Which is apparently far too masculine a thing to do, because then the he and him started.

I’ve talked about it before, but one of the elements of my transition that I have struggled with is sexism. This is really just a different outcome then usual.

Often what happens is I’m perceived as a woman, thus when I act in accordance with my own desires and not of those around me I’m the one who is hurt when I am suddenly and viscerally put into my place. It’s an internal problem for me, and something that I have to deal with the consequences of. Because people do not like a woman with an expectation of respect.

In this case, what happened was there were no real consequences, they just took my femininity. They denied my womanhood because I dared to have a meaningless opinion and stick to it. Not out of some designed attack on my womanhood, but by merely accepting my somewhat ridiculous stance on a meaningless topic, but they only accepted it and moved on because they had labelled me as male.

So I must now contend with the fact that my options whenever I assert myself are to experience sexism, or transphobia.

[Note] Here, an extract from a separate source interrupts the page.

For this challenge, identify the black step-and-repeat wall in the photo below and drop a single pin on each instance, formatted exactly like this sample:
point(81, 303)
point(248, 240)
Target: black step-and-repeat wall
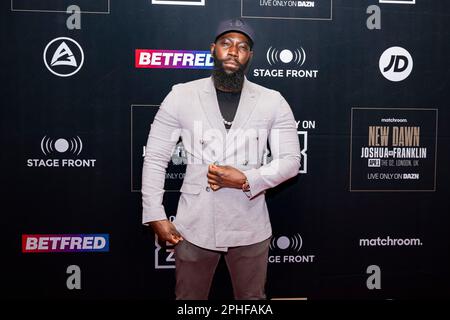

If I’m too assertive then I’m too male, I’m too masculine, I’m not a real woman. If I accept my proper role in society and stay silent when I could speak up I’m propagating sexist ideals.

I know this is a conflict most women face, that dilemma between standing up for yourself and being abused, or enjoying some peace in your day and being disrespected. What is different for me is that I don’t get to hold onto being ‘that kind of woman’ when I stand out for expecting better. I’m not an angry feminist. My womanhood is denied and I’m placed upon some male throne momentarily. Much like most trans exclusionary feminists accuse trans women of doing. The uncomfortable truth about this. Is that I don’t get to choose when this happens. Nor do I enjoy it when it does.

It’s decimating to me that someone sees me as a man for expressing an opinion. You know how many terrible things that means for our society? I don’t have an exact answer but a lot. It means a lot of terrible things for us as a society that assertiveness is so masculine a trait that it overshadows my entire presentation in the eyes of others.

It’s not right, and it’s harmful for all of us.